Des interactions entre sources d'incertitude peuvent également apparaître et certains tirages sont tout simplement inutiles. Une analyse préalable du modèle peut améliorer la stratégie de description des sources d'incertitude.


Voir également

Fiche A.03 – Propagation des incertitudes : amplification et réduction

Fiche A.08 – Probabilités

Fiche B.08 – Courbe de tarage


Pour aller plus loin

Nicole Goutal (2011).

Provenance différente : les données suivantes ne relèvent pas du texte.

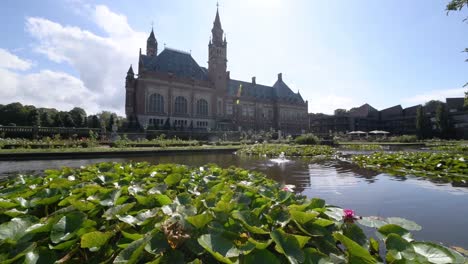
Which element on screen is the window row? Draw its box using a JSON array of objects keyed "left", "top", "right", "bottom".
[{"left": 148, "top": 93, "right": 208, "bottom": 116}]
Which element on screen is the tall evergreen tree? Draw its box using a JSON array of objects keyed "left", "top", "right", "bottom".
[{"left": 435, "top": 104, "right": 449, "bottom": 138}]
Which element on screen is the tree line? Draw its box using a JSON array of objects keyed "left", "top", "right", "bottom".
[{"left": 0, "top": 102, "right": 125, "bottom": 130}]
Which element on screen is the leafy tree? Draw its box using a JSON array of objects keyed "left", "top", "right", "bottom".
[
  {"left": 416, "top": 106, "right": 431, "bottom": 139},
  {"left": 88, "top": 115, "right": 100, "bottom": 128},
  {"left": 28, "top": 108, "right": 41, "bottom": 126},
  {"left": 69, "top": 107, "right": 86, "bottom": 127},
  {"left": 41, "top": 111, "right": 54, "bottom": 127},
  {"left": 63, "top": 113, "right": 76, "bottom": 127},
  {"left": 436, "top": 104, "right": 449, "bottom": 138}
]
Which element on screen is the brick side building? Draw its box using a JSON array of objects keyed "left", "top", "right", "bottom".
[{"left": 125, "top": 7, "right": 308, "bottom": 133}]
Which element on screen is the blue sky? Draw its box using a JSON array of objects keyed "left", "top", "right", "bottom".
[{"left": 0, "top": 0, "right": 468, "bottom": 114}]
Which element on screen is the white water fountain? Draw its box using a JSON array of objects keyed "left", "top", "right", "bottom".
[{"left": 270, "top": 152, "right": 291, "bottom": 164}]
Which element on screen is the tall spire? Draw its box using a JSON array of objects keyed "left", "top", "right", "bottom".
[
  {"left": 146, "top": 23, "right": 158, "bottom": 56},
  {"left": 213, "top": 2, "right": 222, "bottom": 30},
  {"left": 211, "top": 4, "right": 223, "bottom": 44}
]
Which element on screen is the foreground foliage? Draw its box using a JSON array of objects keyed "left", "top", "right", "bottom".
[
  {"left": 238, "top": 144, "right": 336, "bottom": 157},
  {"left": 0, "top": 163, "right": 464, "bottom": 264},
  {"left": 352, "top": 152, "right": 468, "bottom": 182}
]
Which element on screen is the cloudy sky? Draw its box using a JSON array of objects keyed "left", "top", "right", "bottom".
[{"left": 0, "top": 0, "right": 468, "bottom": 114}]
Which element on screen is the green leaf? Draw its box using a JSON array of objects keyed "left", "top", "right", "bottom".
[
  {"left": 102, "top": 202, "right": 136, "bottom": 220},
  {"left": 243, "top": 249, "right": 281, "bottom": 264},
  {"left": 113, "top": 236, "right": 150, "bottom": 264},
  {"left": 155, "top": 194, "right": 172, "bottom": 206},
  {"left": 164, "top": 173, "right": 182, "bottom": 186},
  {"left": 50, "top": 212, "right": 86, "bottom": 244},
  {"left": 343, "top": 224, "right": 367, "bottom": 246},
  {"left": 81, "top": 231, "right": 114, "bottom": 248},
  {"left": 270, "top": 229, "right": 305, "bottom": 263},
  {"left": 198, "top": 234, "right": 239, "bottom": 263},
  {"left": 386, "top": 217, "right": 421, "bottom": 231},
  {"left": 186, "top": 213, "right": 213, "bottom": 229},
  {"left": 232, "top": 211, "right": 269, "bottom": 234},
  {"left": 333, "top": 232, "right": 377, "bottom": 263},
  {"left": 289, "top": 210, "right": 319, "bottom": 225},
  {"left": 0, "top": 217, "right": 34, "bottom": 244},
  {"left": 304, "top": 248, "right": 333, "bottom": 264},
  {"left": 411, "top": 242, "right": 457, "bottom": 264}
]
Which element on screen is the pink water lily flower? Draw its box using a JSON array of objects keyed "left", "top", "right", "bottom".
[{"left": 343, "top": 209, "right": 356, "bottom": 219}]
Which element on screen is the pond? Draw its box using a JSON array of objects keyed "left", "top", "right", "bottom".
[{"left": 0, "top": 153, "right": 468, "bottom": 248}]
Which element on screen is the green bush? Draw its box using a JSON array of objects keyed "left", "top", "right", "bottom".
[
  {"left": 390, "top": 135, "right": 418, "bottom": 143},
  {"left": 294, "top": 134, "right": 320, "bottom": 145},
  {"left": 0, "top": 163, "right": 465, "bottom": 264}
]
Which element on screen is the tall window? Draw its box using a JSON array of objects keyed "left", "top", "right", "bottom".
[
  {"left": 197, "top": 99, "right": 208, "bottom": 116},
  {"left": 174, "top": 96, "right": 187, "bottom": 114},
  {"left": 148, "top": 93, "right": 164, "bottom": 113}
]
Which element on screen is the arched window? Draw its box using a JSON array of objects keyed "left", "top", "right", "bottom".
[
  {"left": 174, "top": 96, "right": 187, "bottom": 114},
  {"left": 148, "top": 93, "right": 164, "bottom": 113},
  {"left": 197, "top": 99, "right": 208, "bottom": 116}
]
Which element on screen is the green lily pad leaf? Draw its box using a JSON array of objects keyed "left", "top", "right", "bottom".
[
  {"left": 378, "top": 224, "right": 413, "bottom": 241},
  {"left": 333, "top": 233, "right": 377, "bottom": 264},
  {"left": 247, "top": 237, "right": 273, "bottom": 249},
  {"left": 325, "top": 207, "right": 343, "bottom": 221},
  {"left": 243, "top": 249, "right": 281, "bottom": 264},
  {"left": 113, "top": 236, "right": 150, "bottom": 264},
  {"left": 343, "top": 224, "right": 367, "bottom": 246},
  {"left": 102, "top": 203, "right": 136, "bottom": 220},
  {"left": 0, "top": 217, "right": 35, "bottom": 244},
  {"left": 24, "top": 247, "right": 57, "bottom": 264},
  {"left": 164, "top": 173, "right": 182, "bottom": 186},
  {"left": 386, "top": 217, "right": 421, "bottom": 231},
  {"left": 289, "top": 210, "right": 319, "bottom": 225},
  {"left": 411, "top": 242, "right": 461, "bottom": 264},
  {"left": 270, "top": 229, "right": 305, "bottom": 263},
  {"left": 0, "top": 198, "right": 17, "bottom": 209},
  {"left": 145, "top": 232, "right": 171, "bottom": 255},
  {"left": 198, "top": 234, "right": 239, "bottom": 263},
  {"left": 304, "top": 248, "right": 333, "bottom": 264},
  {"left": 186, "top": 214, "right": 213, "bottom": 229},
  {"left": 357, "top": 216, "right": 388, "bottom": 228},
  {"left": 155, "top": 194, "right": 172, "bottom": 206},
  {"left": 3, "top": 208, "right": 28, "bottom": 217},
  {"left": 50, "top": 212, "right": 86, "bottom": 244},
  {"left": 232, "top": 211, "right": 269, "bottom": 234},
  {"left": 314, "top": 218, "right": 335, "bottom": 227},
  {"left": 81, "top": 231, "right": 114, "bottom": 248}
]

Prise en compte des incertitudes dans les modèles hydrauliques_N.Goutal_EDF. Présentation aux ateliers Modélisation des 4 et 5 octobre 2012. http://extranet.schapi.i2/spip/spip.php?article937



  1. La propagation de ces incertitudes peut être vue comme l'interaction entre les équations du modèle (description du système) et les équations décrivant les sources d'incertitude (ici sous la forme de densités de probabilité) : le système résultant n'a souvent pas de solution analytique.
  2. C'est-à-dire si une source d'incertitude est la variable X et que cette variable a 10 fois plus de chances d'être égale à x1 qu'à x2, alors sur le grand nombre de tirages à effectuer, il faudra que la valeur x1 apparaisse 10 fois plus souvent que x2.
  3. Par exemple, le logiciel libre R (disponible sur http://cran.r-project.org/).
  4. Par exemple, une description statistique : moyenne, écart-type, quantiles, intervalle de prévision...
  5. La transformation d'une distribution normale par une relation linéaire est un des cas solubles analytiquement et l'approche stochastique n'est pas nécessaire ici... (mais valide néanmoins).